Li You Ran sırıttı, "Bu yüzden başkalarının acı çekmesini izlemeyi sevmeye başladım. İnsanları kontrol etmek hoşuma gitmeye başladı. Ne kadar çok acı çekerlerse... kendimi o kadar mutlu hissediyordum! Kısacası, diğer insanları ağlatmayı seviyordum! Ama gülümsemelerine izin verdiğim günler de oldu. Kendimi her şeyi yapabilecekmişim gibi hissettirirdim. Aslında arada bir bunu yapmak ferahlatıcıydı... Nefretim ilk başta sadece Li Ailesi'ne yönelikti. Ancak zaman geçtikçe başkalarının acılarının da bana zevk verdiğini fark ettim!

"Daha da şaşırtıcı olan şuydu... Bu insanları kontrolüm altına aldıktan sonra Li Ailesi her geçen gün daha da gelişmeye başladı! Li Ailesi her açıdan bir araya gelmeye başladı... ister iş ister bürokrasi olsun... Bu sonuç beklentimin çok ötesindeydi!"

[Ailenizin solucanlarını kontrolünüz altına aldınız. Demek ki aile zenginleşecekti... Üstelik kendi kardeşlerini ve kuzenlerini korkutmaya cüret etmiştin... Öyleyse kim sana kötü oyunlar oynamaya cesaret edebilirdi ki? Kullandığınız kanlı yöntemlerden sonra Li Ailesi'nin zenginleşmemesi çok garip olurdu!]

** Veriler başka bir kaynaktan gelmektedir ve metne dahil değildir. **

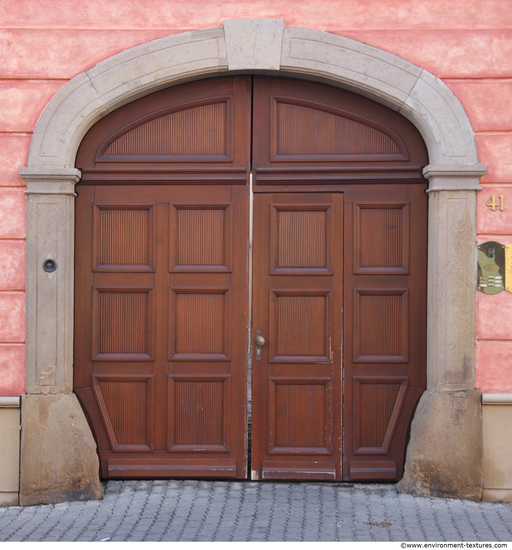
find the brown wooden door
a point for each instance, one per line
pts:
(161, 288)
(339, 282)
(297, 308)
(339, 408)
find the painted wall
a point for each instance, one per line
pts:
(467, 43)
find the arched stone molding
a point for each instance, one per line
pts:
(444, 456)
(254, 45)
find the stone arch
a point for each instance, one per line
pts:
(257, 46)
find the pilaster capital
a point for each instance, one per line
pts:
(50, 181)
(454, 177)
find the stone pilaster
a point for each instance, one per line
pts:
(444, 456)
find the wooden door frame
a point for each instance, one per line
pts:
(453, 175)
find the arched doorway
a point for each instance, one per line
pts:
(339, 282)
(254, 46)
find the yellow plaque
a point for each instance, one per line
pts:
(491, 267)
(508, 267)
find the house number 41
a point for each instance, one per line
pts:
(493, 205)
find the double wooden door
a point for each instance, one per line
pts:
(162, 293)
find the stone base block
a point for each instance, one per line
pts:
(58, 453)
(444, 456)
(497, 438)
(9, 498)
(497, 495)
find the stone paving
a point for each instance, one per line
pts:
(162, 510)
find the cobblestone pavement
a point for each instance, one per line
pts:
(242, 511)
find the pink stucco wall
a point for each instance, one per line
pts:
(467, 43)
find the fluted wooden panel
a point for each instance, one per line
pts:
(197, 131)
(200, 323)
(123, 237)
(306, 130)
(377, 404)
(199, 414)
(380, 329)
(301, 326)
(201, 237)
(127, 410)
(300, 415)
(123, 322)
(381, 238)
(301, 239)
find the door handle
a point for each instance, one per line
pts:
(260, 342)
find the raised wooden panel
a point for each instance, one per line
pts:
(373, 470)
(198, 417)
(381, 238)
(301, 239)
(307, 131)
(300, 416)
(199, 324)
(377, 405)
(200, 237)
(122, 319)
(198, 132)
(123, 237)
(126, 406)
(172, 467)
(299, 325)
(298, 470)
(381, 325)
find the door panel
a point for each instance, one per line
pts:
(297, 308)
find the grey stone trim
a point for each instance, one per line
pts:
(253, 46)
(497, 398)
(10, 402)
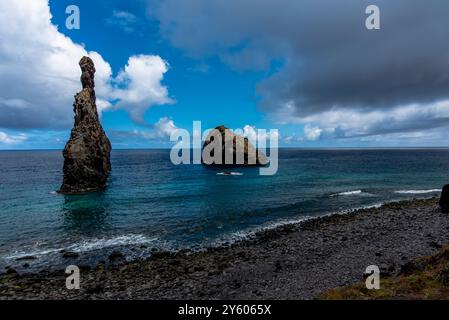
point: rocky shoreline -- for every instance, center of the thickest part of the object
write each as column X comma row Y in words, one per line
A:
column 297, row 261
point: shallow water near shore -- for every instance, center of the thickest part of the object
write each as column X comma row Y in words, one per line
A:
column 151, row 203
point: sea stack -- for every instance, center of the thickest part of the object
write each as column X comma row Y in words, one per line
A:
column 444, row 200
column 232, row 143
column 87, row 153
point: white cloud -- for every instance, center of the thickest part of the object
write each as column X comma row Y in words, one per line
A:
column 312, row 133
column 40, row 72
column 142, row 77
column 12, row 139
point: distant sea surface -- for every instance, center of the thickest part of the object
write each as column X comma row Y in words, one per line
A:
column 152, row 204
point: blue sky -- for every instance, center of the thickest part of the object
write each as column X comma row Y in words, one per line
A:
column 238, row 64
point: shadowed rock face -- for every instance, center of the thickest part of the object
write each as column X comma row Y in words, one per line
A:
column 444, row 200
column 234, row 143
column 87, row 153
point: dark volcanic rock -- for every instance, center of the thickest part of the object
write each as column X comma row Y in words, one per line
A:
column 87, row 153
column 232, row 143
column 444, row 200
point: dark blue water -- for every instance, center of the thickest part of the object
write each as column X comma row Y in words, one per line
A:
column 151, row 203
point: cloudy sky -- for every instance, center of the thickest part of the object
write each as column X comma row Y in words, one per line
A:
column 308, row 68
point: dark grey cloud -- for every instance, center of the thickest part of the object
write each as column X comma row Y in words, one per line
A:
column 328, row 59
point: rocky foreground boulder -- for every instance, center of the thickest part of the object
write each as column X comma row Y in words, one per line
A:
column 234, row 144
column 87, row 153
column 444, row 200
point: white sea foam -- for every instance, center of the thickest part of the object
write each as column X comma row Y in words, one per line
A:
column 417, row 191
column 229, row 174
column 348, row 193
column 87, row 245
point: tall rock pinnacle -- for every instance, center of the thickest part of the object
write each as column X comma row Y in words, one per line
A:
column 87, row 153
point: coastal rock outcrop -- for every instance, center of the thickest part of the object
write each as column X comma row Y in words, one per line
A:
column 87, row 153
column 231, row 143
column 444, row 200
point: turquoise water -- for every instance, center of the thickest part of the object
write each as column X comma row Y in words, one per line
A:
column 151, row 203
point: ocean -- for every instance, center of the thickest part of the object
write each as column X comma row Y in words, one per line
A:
column 152, row 204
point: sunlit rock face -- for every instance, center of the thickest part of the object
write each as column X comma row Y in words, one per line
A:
column 87, row 153
column 241, row 149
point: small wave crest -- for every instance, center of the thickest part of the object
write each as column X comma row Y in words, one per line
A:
column 417, row 191
column 347, row 193
column 88, row 245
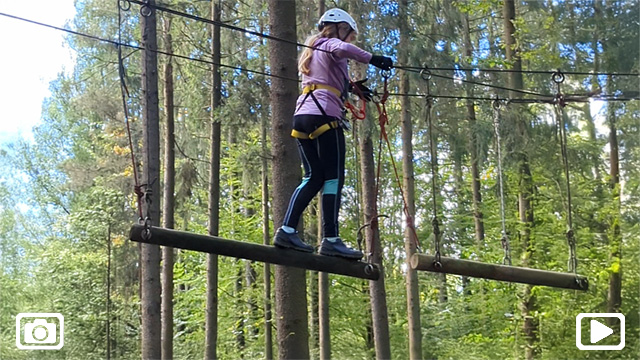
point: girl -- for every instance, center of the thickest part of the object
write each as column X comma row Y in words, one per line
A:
column 318, row 129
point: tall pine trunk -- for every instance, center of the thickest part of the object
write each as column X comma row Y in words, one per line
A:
column 614, row 294
column 266, row 232
column 150, row 254
column 525, row 189
column 377, row 292
column 410, row 241
column 168, row 201
column 473, row 145
column 291, row 297
column 211, row 316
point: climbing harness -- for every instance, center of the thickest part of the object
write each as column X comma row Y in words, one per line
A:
column 358, row 114
column 506, row 247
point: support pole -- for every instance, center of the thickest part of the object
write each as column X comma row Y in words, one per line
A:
column 500, row 272
column 256, row 252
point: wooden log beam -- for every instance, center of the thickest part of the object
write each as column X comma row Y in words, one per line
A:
column 258, row 252
column 500, row 272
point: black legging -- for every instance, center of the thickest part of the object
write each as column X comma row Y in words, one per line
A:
column 323, row 161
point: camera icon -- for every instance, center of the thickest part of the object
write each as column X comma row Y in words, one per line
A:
column 39, row 331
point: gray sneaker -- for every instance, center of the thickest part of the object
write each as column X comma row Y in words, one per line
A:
column 290, row 241
column 339, row 249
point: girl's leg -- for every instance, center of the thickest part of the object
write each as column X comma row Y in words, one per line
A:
column 331, row 149
column 310, row 185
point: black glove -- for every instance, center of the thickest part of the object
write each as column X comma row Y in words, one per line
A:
column 365, row 91
column 381, row 62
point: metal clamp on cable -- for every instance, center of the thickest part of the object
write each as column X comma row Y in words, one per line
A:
column 425, row 73
column 124, row 5
column 146, row 10
column 557, row 77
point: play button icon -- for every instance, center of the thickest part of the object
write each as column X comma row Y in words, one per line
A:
column 599, row 331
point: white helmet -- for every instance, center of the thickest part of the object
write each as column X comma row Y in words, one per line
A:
column 335, row 16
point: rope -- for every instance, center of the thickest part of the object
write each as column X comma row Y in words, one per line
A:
column 137, row 188
column 558, row 78
column 506, row 247
column 571, row 241
column 383, row 121
column 435, row 223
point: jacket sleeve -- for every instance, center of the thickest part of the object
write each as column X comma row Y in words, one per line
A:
column 343, row 49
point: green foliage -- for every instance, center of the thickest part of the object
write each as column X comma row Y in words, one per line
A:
column 64, row 193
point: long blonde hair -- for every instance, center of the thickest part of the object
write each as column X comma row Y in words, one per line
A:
column 327, row 32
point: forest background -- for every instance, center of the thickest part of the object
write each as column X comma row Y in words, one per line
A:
column 66, row 198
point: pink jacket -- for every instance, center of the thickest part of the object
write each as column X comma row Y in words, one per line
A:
column 329, row 69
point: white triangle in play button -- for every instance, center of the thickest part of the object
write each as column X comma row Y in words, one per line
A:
column 599, row 331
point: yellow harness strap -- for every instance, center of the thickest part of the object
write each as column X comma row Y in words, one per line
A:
column 317, row 132
column 309, row 88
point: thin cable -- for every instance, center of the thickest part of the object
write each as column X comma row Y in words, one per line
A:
column 506, row 247
column 222, row 24
column 537, row 101
column 548, row 72
column 479, row 83
column 263, row 35
column 117, row 44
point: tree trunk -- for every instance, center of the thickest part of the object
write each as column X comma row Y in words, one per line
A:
column 410, row 241
column 291, row 298
column 266, row 232
column 473, row 145
column 266, row 240
column 324, row 335
column 211, row 317
column 377, row 291
column 168, row 201
column 614, row 295
column 314, row 343
column 108, row 325
column 150, row 262
column 525, row 190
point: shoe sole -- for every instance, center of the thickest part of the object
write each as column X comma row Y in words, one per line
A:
column 288, row 246
column 340, row 255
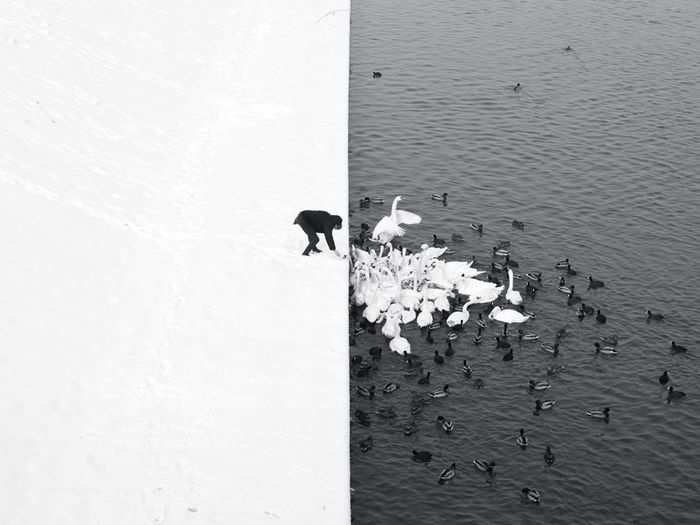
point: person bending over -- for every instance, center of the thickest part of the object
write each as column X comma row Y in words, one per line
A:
column 315, row 221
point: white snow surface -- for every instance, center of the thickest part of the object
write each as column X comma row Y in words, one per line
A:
column 166, row 354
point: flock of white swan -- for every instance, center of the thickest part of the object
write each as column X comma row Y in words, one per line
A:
column 396, row 287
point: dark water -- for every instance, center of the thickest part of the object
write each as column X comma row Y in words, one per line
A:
column 598, row 155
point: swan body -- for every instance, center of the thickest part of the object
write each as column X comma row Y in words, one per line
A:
column 512, row 296
column 390, row 226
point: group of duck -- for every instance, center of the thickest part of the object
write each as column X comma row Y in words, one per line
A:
column 391, row 286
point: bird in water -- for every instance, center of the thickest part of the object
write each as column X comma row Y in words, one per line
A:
column 674, row 394
column 678, row 349
column 549, row 456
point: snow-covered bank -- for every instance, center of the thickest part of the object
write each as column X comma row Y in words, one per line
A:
column 166, row 354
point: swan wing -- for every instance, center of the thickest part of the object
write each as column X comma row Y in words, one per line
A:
column 407, row 217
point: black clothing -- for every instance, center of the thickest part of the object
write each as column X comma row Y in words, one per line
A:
column 316, row 221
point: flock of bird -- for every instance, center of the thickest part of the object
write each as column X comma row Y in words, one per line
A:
column 391, row 287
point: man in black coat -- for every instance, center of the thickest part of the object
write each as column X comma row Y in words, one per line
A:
column 313, row 222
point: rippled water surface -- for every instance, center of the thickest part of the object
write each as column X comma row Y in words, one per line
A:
column 599, row 155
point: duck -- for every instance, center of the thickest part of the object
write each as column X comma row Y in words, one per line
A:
column 390, row 387
column 534, row 276
column 594, row 283
column 522, row 336
column 599, row 414
column 448, row 473
column 422, row 456
column 600, row 318
column 563, row 264
column 424, row 380
column 651, row 316
column 552, row 349
column 366, row 392
column 573, row 298
column 513, row 296
column 445, row 424
column 366, row 444
column 502, row 342
column 674, row 394
column 522, row 440
column 438, row 394
column 531, row 495
column 547, row 404
column 466, row 369
column 607, row 350
column 678, row 349
column 484, row 466
column 438, row 358
column 549, row 456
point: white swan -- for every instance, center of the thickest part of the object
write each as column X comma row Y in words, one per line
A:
column 389, row 226
column 512, row 296
column 400, row 344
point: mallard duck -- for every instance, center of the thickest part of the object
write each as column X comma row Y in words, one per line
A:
column 390, row 387
column 437, row 394
column 466, row 369
column 445, row 424
column 484, row 466
column 531, row 495
column 448, row 474
column 366, row 392
column 422, row 456
column 522, row 440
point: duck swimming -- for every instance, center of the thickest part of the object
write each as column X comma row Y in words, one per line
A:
column 674, row 394
column 484, row 466
column 549, row 456
column 595, row 283
column 522, row 440
column 422, row 456
column 531, row 495
column 448, row 474
column 677, row 349
column 466, row 369
column 539, row 385
column 437, row 394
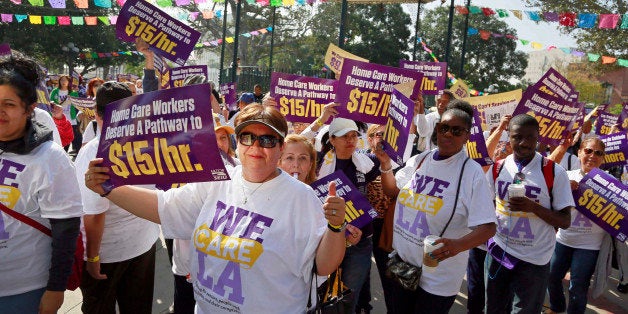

Jun Mo Xie gizlice düşündü. Sonunda meseleyi anlamıştı... [Anladım. Böyle olmuş olmalı... Asıl sebep Li You Ran'ın kendi babasını öldürmüş olması. Bu, kalbinde bir iç iblisin oluşmasına yol açmış olmalı. Ve o zamandan beri olan her şey bu iç iblisin sebep-sonucudur...]

[Li You Ran'ın annesinin ölümü hayatının dönüm noktası oldu! Ve Li You Ran'ın bugün böyle olmasının nedeni de bu!]